Nalcor Energy
- Type: Crown Corporation
- Industry: Energy
- Founded: 2007 in St. John's, NL
- Defunct: 2021
- Fate: Folded into Newfoundland and Labrador Hydro
- Headquarters: St. John's, NL, Canada
- Key people: Stan Marshall (President & CEO) Brendan Paddick (Chair of the Board)
- Revenue: Can$1 Billion (2019)
- Operating income: Can$132 Million (2018)
- Total assets: Can$19.3 Billion (2018)
- Owner: Government of Newfoundland and Labrador
- Website: www.nalcorenergy.com

= Nalcor Energy =

Defunct provincial energy corporation

Nalcor Energy was an energy corporation headquartered in St. John's, Newfoundland and Labrador. A provincial Crown corporation under the Government of Newfoundland and Labrador, Nalcor Energy was created in 2007 to manage the province's energy resources.

The company had distinct business lines comprising Newfoundland and Labrador Hydro, the Churchill Falls (Labrador) Corporation, the Lower Churchill Project, energy marketing, oil and gas development, and The Bull Arm Fabrication Site.

On June 23, 2021, Premier Andrew Furey announced Nalcor Energy would be dismantled and folded into NL Hydro, previously a subsidiary of Nalcor.

== Operations ==

=== Hydro ===

Newfoundland and Labrador Hydro, commonly shortened to "Hydro", was originally a subsidiary of Nalcor, generating and delivering electricity for Newfoundland and Labrador, as well as parts of Quebec and the north-eastern United States. It also delivers voice and data telecommunications services to customers in some areas.

Hydro itself is the parent company of the Hydro Group of Companies, which comprises:
- Churchill Falls Labrador Corporation Limited (CFLCo)
- Lower Churchill Development Corporation Limited (LCDC)
- Gull Island Power Company Limited (GIPCo)
- Twin Falls Power Corporation Limited (TwinCo)

=== Churchill Falls Generating Station ===

Churchill Falls Generating Station is one of the largest underground powerhouses in the world. The plant has 11 turbines with a rated capacity of 5,428 megawatts. Nalcor controlled a 65.8% share of the Churchill Falls Labrador Corporation Limited, the owner of the Churchill Falls station while Quebec's government-owned utility, Hydro-Québec, owns the remaining shares.
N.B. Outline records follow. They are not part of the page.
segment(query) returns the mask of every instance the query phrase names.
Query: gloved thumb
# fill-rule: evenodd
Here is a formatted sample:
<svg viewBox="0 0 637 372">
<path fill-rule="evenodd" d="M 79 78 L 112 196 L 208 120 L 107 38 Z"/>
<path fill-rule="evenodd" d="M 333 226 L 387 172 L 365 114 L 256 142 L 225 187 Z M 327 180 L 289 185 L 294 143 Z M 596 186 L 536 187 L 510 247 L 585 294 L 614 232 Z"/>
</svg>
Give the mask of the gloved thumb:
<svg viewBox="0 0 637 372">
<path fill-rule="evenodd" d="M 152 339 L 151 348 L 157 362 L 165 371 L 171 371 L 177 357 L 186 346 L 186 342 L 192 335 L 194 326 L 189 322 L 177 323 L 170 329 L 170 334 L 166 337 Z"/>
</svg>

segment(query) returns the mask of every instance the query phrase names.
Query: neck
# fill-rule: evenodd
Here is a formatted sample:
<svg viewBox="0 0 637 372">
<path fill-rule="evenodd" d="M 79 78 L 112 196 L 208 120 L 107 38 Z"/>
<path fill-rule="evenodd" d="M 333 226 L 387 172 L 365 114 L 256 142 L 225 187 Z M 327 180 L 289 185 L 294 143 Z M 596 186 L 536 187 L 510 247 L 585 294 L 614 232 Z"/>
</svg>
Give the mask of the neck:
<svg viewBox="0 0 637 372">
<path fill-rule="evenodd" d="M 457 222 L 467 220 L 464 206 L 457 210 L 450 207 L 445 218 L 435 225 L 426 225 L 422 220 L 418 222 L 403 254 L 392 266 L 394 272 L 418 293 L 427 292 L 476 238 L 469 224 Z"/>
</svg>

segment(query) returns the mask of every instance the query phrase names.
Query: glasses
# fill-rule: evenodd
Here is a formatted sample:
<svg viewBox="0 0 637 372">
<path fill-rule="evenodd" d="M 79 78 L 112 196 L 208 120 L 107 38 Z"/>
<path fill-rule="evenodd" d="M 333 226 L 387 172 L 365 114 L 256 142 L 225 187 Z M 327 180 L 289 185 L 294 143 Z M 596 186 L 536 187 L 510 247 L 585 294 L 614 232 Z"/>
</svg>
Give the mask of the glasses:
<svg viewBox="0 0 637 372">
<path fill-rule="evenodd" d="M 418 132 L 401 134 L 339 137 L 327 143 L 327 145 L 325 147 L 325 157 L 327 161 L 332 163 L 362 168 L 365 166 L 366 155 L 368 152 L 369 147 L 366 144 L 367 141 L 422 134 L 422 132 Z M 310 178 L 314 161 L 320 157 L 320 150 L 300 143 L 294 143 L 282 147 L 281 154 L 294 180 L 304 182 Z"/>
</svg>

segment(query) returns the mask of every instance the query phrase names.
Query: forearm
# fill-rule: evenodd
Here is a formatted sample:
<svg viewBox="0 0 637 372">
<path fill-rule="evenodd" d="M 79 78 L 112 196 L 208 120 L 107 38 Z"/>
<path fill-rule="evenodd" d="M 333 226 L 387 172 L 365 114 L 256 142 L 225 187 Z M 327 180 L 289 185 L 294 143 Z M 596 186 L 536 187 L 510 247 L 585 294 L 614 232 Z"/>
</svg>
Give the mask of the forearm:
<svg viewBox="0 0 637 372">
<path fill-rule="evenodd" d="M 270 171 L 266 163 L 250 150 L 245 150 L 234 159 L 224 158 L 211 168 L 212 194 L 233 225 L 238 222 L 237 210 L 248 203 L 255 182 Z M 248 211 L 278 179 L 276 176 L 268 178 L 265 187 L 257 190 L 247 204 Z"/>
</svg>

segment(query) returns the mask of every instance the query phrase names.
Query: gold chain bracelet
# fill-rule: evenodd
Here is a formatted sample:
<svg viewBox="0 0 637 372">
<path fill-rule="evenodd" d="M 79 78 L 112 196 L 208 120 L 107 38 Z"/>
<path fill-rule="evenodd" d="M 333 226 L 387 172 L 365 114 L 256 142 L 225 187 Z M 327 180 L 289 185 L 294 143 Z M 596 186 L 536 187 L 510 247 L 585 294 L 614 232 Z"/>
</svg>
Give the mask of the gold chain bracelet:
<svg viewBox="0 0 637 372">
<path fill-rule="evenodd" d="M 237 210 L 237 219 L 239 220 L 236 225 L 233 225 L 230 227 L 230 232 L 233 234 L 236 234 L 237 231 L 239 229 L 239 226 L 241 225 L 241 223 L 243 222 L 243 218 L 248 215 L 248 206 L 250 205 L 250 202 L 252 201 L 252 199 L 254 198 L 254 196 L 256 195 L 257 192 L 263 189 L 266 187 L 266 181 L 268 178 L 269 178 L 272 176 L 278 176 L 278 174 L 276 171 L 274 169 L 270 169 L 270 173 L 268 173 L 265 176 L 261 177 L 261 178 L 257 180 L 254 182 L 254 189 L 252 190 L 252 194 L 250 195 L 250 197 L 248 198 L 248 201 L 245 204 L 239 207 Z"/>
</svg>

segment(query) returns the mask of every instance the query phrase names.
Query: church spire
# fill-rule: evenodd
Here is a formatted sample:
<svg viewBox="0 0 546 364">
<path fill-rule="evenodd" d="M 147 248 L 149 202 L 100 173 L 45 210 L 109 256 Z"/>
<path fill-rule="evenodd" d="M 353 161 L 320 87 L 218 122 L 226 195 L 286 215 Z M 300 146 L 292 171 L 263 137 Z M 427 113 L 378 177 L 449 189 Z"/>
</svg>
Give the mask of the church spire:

=== Lower Churchill Project ===

The Lower Churchill Project is a planned project to develop the remaining 35% of the Churchill River, that has not already been developed by the Upper Churchill Falls Generating Station. The Lower Churchill's two installations at Gull Island and Muskrat Falls will have a combined capacity of over 3,000 MW.

=== Oil and Gas ===
Nalcor Energy's Oil and Gas division held and managed oil and gas interests in the Newfoundland and Labrador onshore and offshore oil developments. The company is currently a partner in three offshore developments - the Hebron oil field, the White Rose Growth Project and the Hibernia Southern Extension. A $20 million onshore drilling exploration program in Parsons Pond in western Newfoundland is also being operated by Nalcor - Oil and Gas.

=== Bull Arm Fabrication ===
The Bull Arm Fabrication site was developed in the early 1990s and is Atlantic Canada's largest industrial fabrication site. The site is located 150 kilometres west of St. John's, Newfoundland and Labrador. The Hibernia oil field's gravity base structure was constructed at the site, as well work on the two Floating Production Storage and Offloading (FPSO) vessel's for the Terra Nova oil field and the White Rose oil field were done here.